Can You Trust Joey Gallo in Your Fantasy Baseball Playoffs?
The power has always been there for Texas Rangers outfielder Joey Gallo. The hulking left-handed swinger has been a masher ever since he came to the Majors in 2015. He has the ability to hit the ball farther than virtually everyone else in baseball, including guys like Aaron Judge and Giancarlo Stanton.
It's unfortunate that Gallo has never had a good enough season to warrant his inclusion in the MLB Home Run Derby, because that would be a sight to see.
However, Gallo has been a three true-outcome player for his entire Major League career -- he walks, strikes out, or goes deep. He has a career .205 batting average and has struck out in 37.6% of his plate appearances while walking 13.7% of the time. His inability to hit left-handed pitching has also hurt him and prevented him from becoming one of the truly great offensive weapons in baseball.
But in the second half of the season, we've seen a different Joey Gallo. We've seen a Joey Gallo that is actually putting his bat on the ball. We're seeing a Joey Gallo that has produced as one of the 10 best hitters in baseball. So as a fantasy owner, is Gallo's second half surge something you can trust?
Last Season
In his first full season, Gallo proved that he was a reliable source of dingers, smashing 41 bombs with 80 RBI and 85 runs scored for the Rangers. Of course, he also batted .209, but did have a .333 on-base percentage and a slugging percentage of .537. That slugging percentage is even more incredible when you consider batting average is a component of slugging, and his average was among the lowest in baseball.
Last year, only two players, Judge and Stanton, had a better isolated power (ISO) than Gallo (.327), the number that truly saved Gallo's season from being a disaster.
Certainly there is a place on a roster for a player like that, but his low average and high strikeout totals (36.8% strikeout rate) meant that, when he wasn't hitting bombs, he was making a lot of outs.
Hot Second Half
This year, Gallo is sporting a slash line of .210/.321/.500, numbers similar to last year, with 34 homers, 78 RBI and 73 runs scored.

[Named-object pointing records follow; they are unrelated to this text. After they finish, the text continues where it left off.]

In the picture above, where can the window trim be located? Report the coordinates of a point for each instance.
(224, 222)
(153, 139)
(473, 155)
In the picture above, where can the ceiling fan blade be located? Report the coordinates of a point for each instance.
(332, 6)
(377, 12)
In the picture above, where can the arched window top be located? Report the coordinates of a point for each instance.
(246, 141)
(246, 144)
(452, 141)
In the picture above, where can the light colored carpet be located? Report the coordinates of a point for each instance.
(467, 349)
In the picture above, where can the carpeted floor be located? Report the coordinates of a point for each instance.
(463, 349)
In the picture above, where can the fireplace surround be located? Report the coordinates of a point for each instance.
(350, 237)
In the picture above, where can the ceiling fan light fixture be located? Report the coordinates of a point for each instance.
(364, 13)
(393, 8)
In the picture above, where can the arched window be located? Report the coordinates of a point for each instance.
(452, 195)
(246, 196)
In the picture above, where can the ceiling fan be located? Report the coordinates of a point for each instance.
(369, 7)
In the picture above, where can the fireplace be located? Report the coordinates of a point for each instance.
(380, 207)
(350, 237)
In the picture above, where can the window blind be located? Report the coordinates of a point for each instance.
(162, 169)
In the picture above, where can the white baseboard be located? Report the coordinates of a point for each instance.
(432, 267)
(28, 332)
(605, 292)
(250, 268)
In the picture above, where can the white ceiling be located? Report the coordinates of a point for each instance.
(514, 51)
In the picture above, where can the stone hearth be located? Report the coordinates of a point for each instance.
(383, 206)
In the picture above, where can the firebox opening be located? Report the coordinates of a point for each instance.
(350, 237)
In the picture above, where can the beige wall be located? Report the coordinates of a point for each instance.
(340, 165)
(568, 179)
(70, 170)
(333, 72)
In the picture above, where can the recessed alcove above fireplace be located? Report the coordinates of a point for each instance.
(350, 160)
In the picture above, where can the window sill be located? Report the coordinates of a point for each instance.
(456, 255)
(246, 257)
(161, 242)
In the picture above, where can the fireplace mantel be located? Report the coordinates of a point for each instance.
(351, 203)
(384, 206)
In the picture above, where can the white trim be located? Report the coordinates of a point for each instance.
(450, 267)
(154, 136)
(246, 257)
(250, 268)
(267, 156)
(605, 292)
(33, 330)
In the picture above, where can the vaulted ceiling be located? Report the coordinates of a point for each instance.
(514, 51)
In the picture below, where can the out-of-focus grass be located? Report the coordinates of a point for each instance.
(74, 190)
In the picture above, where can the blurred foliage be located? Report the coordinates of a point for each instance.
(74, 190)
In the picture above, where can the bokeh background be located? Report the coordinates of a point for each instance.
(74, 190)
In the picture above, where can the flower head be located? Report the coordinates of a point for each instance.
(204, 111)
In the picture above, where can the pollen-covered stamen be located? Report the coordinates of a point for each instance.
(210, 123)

His wOBA (.348) is slightly down from last year (.364), as is his ISO, which was .327 last year and is .290 this season.
But it has been a tale of two halves for Gallo here in 2018. Below are his first half numbers, compared to his digits since the All Star Break.
Split | AVG | OBP | SLG | OPS | HR | ISO | K% | BB% |
---|---|---|---|---|---|---|---|---|
1st Half | .187 | .296 | .443 | .739 | 22 | .256 | 36.2 | 12.6 |
2nd Half | .277 | .391 | .661 | 1.052 | 12 | .384 | 30.8 | 15.8 |
Gallo has increased his batting average 90 points, and his on-base percentage and slugging percentage have followed. His isolated power is through the roof in the second half, and his walk and strikeout rates have been going in better directions.
He's looked like a more well-rounded MLB hitter over the last two months. The big question is whether or not this is for real.
Can You Trust It?
Anytime a player increases his walk rate and decreases his strikeout rate to the degree to which Gallo has in the second half, it's a good thing. The power has always been there, but for the last six weeks, he hasn't been killing fantasy owners in the average and whiff departments.
The biggest change that indicates this may be something you can rely on over the final month of the season is his performance against left-handed pitching.
For his career, Gallo has hit .210/.306/.485 against lefties, and in the first half of this season, he hit .174/.269/.446 against them. In the second half, those numbers have improved to .353/.371/.853. That's a huge improvement.
The other thing to remember is Gallo is still just 24 years old. He's yet to hit his prime and is still making adjustments and improvements. Whether these adjustments stick long-term remains to be seen. After all, Gallo has essentially been the same type of player throughout his entire professional career, from the minors to today, and one tends to trust the larger sample size over the smaller.
That being said, fantasy owners should feel good about the performance they're getting from him right now, and he's at least dependable from a power perspective down the stretch. Anything you get in the average department should be considered a bonus.
The real key is whether Gallo continues his improved hitting through September, and whether that makes him a viable target for dynasty owners now in advance of the 2019 season. He's someone to watch over the final four weeks of the season, especially for dynasty leagues.